Eglises d'Asie – Philippines
Etat d’urgence post-attentat : l’Eglise met en garde contre le risque d’abus
Publié le 12/09/2016
Le 3 septembre dernier, à Davao, la ville du président Rodrigo Duterte, un attentat à la bombe a fait 14 morts et 70 blessés dans un marché de nuit, non loin de l’université jésuite Ateneo. Davao constitue la principale ville de Mindanao, la grande île du sud de l’archipel. Durant son mandat de maire, à maintes reprises, Rodrigo Duterte s’était targué d’avoir transformé Davao, ancien bastion de la rébellion, en « la municipalité la plus sûre du pays ».
« Un état de non-droit »
Affichant son soutien à l’organisation Etat islamique, le groupe Abu Sayyaf est accusé par le gouvernement d’être responsable de l’attaque du 3 septembre.
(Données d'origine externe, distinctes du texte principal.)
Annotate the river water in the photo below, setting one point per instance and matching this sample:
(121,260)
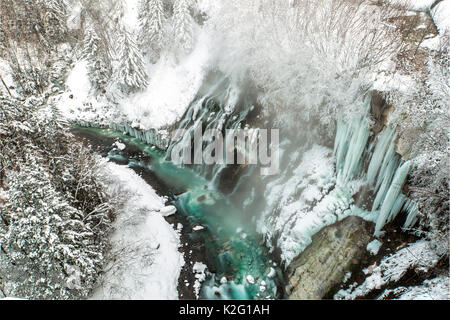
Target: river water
(239,264)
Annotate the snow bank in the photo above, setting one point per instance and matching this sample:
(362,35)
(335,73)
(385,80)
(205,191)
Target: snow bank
(434,289)
(441,17)
(146,262)
(131,15)
(374,246)
(79,103)
(419,256)
(416,5)
(172,87)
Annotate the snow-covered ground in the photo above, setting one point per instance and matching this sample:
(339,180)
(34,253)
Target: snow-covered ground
(418,256)
(146,262)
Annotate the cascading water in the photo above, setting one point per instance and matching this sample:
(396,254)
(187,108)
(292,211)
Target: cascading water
(316,187)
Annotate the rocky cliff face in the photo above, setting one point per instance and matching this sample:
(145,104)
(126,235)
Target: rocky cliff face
(323,265)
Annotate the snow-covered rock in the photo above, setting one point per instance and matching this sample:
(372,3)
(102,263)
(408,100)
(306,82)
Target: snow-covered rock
(146,263)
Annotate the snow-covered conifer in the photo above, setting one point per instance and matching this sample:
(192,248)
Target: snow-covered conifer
(131,75)
(99,72)
(183,25)
(151,21)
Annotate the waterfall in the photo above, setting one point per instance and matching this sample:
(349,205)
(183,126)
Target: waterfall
(386,173)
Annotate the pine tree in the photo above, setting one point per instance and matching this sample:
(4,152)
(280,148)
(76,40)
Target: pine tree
(48,251)
(183,25)
(55,19)
(131,74)
(151,20)
(99,72)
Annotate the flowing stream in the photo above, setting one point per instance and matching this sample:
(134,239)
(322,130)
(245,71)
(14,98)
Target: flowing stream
(239,264)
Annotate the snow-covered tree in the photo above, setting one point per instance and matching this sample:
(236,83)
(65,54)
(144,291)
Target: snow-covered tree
(151,21)
(183,25)
(131,75)
(55,19)
(93,51)
(48,250)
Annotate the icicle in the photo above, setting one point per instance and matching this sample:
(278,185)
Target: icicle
(383,142)
(385,180)
(413,212)
(391,196)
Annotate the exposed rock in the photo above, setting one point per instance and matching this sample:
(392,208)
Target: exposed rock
(379,110)
(323,265)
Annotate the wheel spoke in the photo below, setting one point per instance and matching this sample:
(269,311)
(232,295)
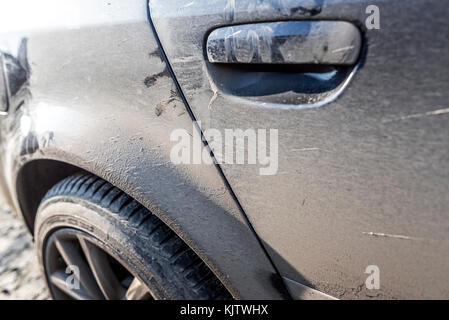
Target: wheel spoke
(102,271)
(137,291)
(72,256)
(58,279)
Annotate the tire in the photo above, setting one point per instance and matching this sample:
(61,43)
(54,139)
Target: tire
(87,209)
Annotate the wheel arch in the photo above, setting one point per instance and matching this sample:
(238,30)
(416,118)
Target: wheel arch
(33,181)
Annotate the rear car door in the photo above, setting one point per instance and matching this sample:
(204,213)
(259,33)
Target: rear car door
(361,181)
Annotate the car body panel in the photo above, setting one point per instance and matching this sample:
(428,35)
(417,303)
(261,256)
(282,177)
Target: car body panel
(96,94)
(362,180)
Avant même l’attentat, le président Duterte avait déclenché une importante offensive militaire contre les bastions du groupe terroriste, qui se finance notamment en pratiquant les enlèvements contre rançon.
En réaction, dans les heures qui ont suivi l’attentat, Rodrigo Duterte a décrété un « état de non-droit » sur l’ensemble du territoire national, avant de préciser que sa décision n’équivalait pas à un retour à la « loi martiale », de funeste mémoire dans le pays car évoquant le règne du dictateur Ferdinand Marcos. Face au tollé soulevé, Rodrigo Duterte est cependant revenu sur son décret et l’a rapidement remplacé par « l’état d’urgence », qui permet le déploiement de militaires pour assurer le maintien de l’ordre dans l’ensemble de l’archipel.
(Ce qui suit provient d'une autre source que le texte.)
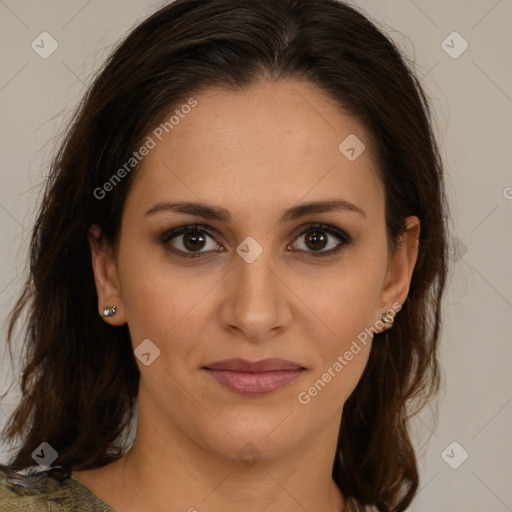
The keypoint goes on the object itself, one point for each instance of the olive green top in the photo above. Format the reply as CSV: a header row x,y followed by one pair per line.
x,y
54,490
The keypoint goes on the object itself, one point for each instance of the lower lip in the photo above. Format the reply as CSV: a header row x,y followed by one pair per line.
x,y
249,383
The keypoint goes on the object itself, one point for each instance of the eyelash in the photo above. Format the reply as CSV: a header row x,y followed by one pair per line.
x,y
344,239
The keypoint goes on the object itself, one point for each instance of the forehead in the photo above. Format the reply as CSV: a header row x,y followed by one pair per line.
x,y
270,144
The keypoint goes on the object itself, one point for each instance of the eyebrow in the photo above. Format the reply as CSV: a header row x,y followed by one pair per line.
x,y
213,212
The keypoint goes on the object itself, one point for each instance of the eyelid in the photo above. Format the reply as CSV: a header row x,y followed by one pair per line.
x,y
342,236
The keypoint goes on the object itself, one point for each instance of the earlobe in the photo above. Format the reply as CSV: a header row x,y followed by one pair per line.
x,y
110,304
401,267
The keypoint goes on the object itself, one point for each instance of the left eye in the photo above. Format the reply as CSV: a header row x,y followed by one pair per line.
x,y
321,239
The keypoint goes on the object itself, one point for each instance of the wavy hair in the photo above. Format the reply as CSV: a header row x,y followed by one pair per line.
x,y
80,378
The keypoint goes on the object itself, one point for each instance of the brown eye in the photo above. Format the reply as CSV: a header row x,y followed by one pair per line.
x,y
194,241
189,241
316,240
322,240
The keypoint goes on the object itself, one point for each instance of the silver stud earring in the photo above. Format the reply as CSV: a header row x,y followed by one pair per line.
x,y
111,311
388,318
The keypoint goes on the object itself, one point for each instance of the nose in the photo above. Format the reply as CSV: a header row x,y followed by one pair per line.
x,y
255,302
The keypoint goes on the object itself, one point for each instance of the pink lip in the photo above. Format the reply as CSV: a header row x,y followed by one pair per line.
x,y
254,378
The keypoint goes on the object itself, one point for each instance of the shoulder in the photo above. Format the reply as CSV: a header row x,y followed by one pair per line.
x,y
52,489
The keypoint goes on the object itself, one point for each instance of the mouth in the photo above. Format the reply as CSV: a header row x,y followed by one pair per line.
x,y
254,378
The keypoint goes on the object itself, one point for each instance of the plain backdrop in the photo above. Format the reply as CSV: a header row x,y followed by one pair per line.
x,y
467,463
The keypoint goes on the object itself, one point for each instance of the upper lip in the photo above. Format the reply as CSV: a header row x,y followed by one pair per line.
x,y
263,365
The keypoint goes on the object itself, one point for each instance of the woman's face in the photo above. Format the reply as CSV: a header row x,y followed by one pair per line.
x,y
258,280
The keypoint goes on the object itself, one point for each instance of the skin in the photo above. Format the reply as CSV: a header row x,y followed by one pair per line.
x,y
255,153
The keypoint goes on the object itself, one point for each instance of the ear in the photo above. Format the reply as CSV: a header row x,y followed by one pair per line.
x,y
106,277
400,268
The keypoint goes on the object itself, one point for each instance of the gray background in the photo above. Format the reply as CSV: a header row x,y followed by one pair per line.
x,y
472,98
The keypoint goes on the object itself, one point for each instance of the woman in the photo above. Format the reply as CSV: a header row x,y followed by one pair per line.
x,y
248,196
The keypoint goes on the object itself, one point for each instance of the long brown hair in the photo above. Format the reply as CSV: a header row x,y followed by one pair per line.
x,y
80,379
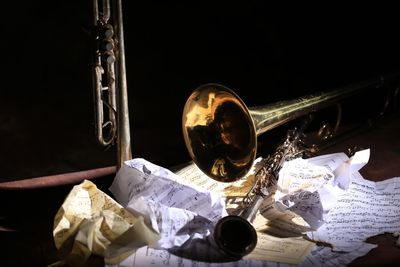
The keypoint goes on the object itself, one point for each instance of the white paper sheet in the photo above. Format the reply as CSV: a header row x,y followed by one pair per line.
x,y
310,188
177,210
319,256
366,209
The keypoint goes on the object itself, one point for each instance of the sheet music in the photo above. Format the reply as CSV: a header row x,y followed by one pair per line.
x,y
366,209
319,256
175,209
309,188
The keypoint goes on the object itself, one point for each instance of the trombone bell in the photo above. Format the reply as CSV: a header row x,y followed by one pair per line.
x,y
219,132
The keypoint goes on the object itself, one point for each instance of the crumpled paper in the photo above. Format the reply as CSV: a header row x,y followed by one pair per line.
x,y
91,222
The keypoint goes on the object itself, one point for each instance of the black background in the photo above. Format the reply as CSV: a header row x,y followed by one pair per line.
x,y
263,52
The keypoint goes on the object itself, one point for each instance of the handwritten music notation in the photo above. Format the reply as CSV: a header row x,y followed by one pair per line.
x,y
345,204
366,209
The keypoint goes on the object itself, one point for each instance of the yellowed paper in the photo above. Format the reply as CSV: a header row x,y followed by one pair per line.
x,y
91,222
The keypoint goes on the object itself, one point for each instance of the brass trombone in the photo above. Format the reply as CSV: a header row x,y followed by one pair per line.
x,y
220,133
109,79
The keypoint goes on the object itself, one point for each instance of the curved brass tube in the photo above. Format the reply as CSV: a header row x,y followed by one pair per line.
x,y
220,131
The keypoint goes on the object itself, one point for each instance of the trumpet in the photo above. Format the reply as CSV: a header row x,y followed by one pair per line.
x,y
220,133
109,79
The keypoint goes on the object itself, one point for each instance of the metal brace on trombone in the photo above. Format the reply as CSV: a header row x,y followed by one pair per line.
x,y
109,79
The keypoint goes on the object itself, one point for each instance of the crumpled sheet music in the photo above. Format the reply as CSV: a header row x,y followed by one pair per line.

C’est la seconde fois depuis 2003 qu’un président philippin a recours à cet « état de non-droit ». De manière ironique, à l’époque, la mesure concernait non pas tout l’archipel comme aujourd’hui, mais uniquement la ville de Davao, après une série d’attaques contre des mosquées. Pour l’état d’urgence, il faut remonter à 2006, suite à la tentative de coup d’Etat ratée contre la présidente Gloria Arroyo. La mesure avait été levée une semaine après.
Dérive ultra-sécuritaire
Alors que les exécutions de rue se poursuivent sur fond de guerre antidrogue – plus de 2 400 selon les chiffres mêmes du gouvernement –, l’Eglise catholique s’inquiète et met en garde contre le risque d’abus et de dérive ultra-sécuritaire.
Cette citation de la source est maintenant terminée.